また、注射による痛みの中には、血液と薬液のpH(水素イオン指数)の差による痛みもあります。
pHとは、水溶液の成分が「酸性」か「アルカリ性」かを表す値のことです。
水溶液がpH7の場合、どちらにもかたよらない「中性」とされおり、7より大きい場合は「アルカリ性」、7より小さい場合は「酸性」になります。
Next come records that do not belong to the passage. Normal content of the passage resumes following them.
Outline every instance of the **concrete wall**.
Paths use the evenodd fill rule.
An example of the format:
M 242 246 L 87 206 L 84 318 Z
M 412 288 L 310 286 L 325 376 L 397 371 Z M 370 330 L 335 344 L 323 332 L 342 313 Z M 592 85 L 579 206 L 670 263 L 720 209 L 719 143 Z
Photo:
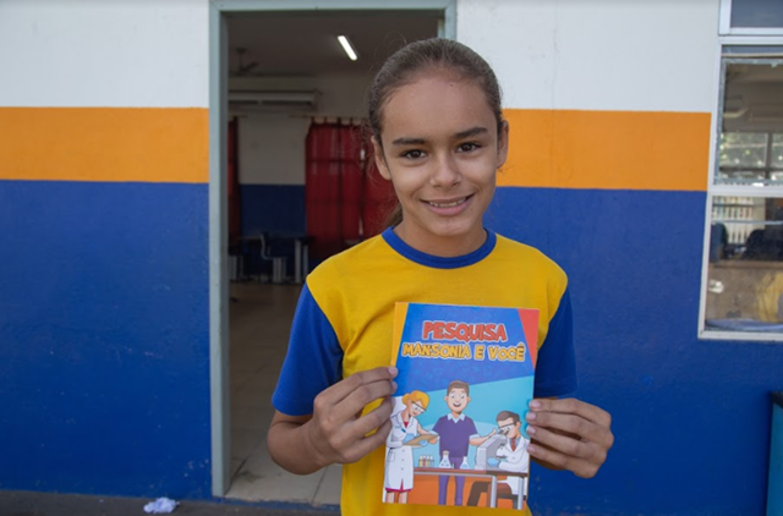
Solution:
M 0 488 L 211 491 L 208 4 L 0 5 Z
M 614 416 L 595 479 L 533 471 L 534 512 L 764 514 L 783 346 L 696 337 L 718 7 L 459 2 L 509 107 L 488 223 L 569 274 L 576 394 Z

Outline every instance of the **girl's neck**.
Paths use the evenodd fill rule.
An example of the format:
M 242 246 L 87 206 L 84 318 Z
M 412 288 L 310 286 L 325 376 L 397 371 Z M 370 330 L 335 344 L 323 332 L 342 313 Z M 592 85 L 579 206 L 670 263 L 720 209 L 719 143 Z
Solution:
M 471 230 L 469 234 L 440 236 L 423 231 L 413 224 L 406 225 L 403 220 L 394 227 L 394 233 L 417 251 L 442 258 L 470 254 L 487 241 L 487 232 L 481 226 Z

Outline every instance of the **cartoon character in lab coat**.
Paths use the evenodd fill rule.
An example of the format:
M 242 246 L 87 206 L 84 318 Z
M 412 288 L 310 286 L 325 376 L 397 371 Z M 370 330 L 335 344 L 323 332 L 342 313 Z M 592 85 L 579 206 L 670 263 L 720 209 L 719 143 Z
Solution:
M 411 391 L 402 397 L 402 403 L 405 408 L 391 416 L 392 429 L 386 439 L 383 487 L 387 503 L 408 503 L 408 493 L 413 489 L 413 447 L 438 439 L 416 419 L 427 410 L 430 397 L 421 391 Z

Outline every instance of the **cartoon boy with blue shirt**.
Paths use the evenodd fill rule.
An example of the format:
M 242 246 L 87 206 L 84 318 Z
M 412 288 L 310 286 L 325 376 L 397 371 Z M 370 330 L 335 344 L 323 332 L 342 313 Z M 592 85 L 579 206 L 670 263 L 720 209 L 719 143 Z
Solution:
M 476 424 L 463 412 L 470 403 L 470 387 L 467 383 L 454 380 L 446 389 L 443 398 L 450 412 L 438 419 L 432 431 L 440 436 L 440 456 L 451 463 L 451 467 L 457 469 L 468 456 L 468 447 L 480 446 L 495 434 L 492 430 L 486 436 L 478 434 Z M 465 477 L 454 478 L 454 505 L 462 505 L 462 488 L 465 485 Z M 449 486 L 449 476 L 442 475 L 439 479 L 438 505 L 446 505 L 446 491 Z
人間の血液は、個人差によりますが、約pH7.4でほぼ「中性」に保たれており、注入される薬液と血液とのpHの差が小さいほど刺激が弱く、痛みも小さくなります。

点滴も注射の一種

点滴の正式名称は「点滴注射」と言い、静脈内注射の一種です。
点滴は、薬液を大量に投与しなければならない場合に用いられる注射方法です。

例えば、大量の栄養補給や水分補給を目的とする場合に使用されます。
注射で投与すると何十回も針を打たなければなりませんが、点滴なら一度の注射で済みます。

点滴注射は、即効性と持続性を兼ね備えているのです。

骨に刺す特殊な注射

注射方法には、「腰椎穿刺」や「骨髄穿刺」と呼ばれる注射針を骨に刺す注射もあります。

腰椎穿刺とは、背骨の延長にある腰の骨(腰椎)に針を刺し、腰椎の中の脳脊髄液という液体を採取するものです。
一方、骨髄穿刺とは、腸骨という骨盤の骨の中に針を刺し、腸骨の中の骨髄液という液体を採取するものです。

腰椎穿刺は、くも膜下出血や髄膜炎などの検査に用いられ、骨髄穿刺は、白血病や癌の転移など血液に関する病気の検査に用いられます。

従って、腰椎穿刺や骨髄穿刺は、腰椎や腸骨の髄液を抜くために行うもので、薬液を注入するためではないのです。

まとめ~注射は怖くない~

注射方法の種類やその違いを知ると、かなり合理的な薬剤の投与方法であることが分かります。

注射と聞くと、どうしても予防接種や採血の際に打つ、痛い注射を想像してしまいがちです。
しかし、飲み薬や塗り薬などと同じように効果的な投薬手段の一つです。

注射について無知で恐れるより、むしろ注射について深く知ることで、効率的に利用できるようになります。
治療目的以外にも、日常生活で役立つにんにく注射などもあるので、ぜひ検討してみましょう。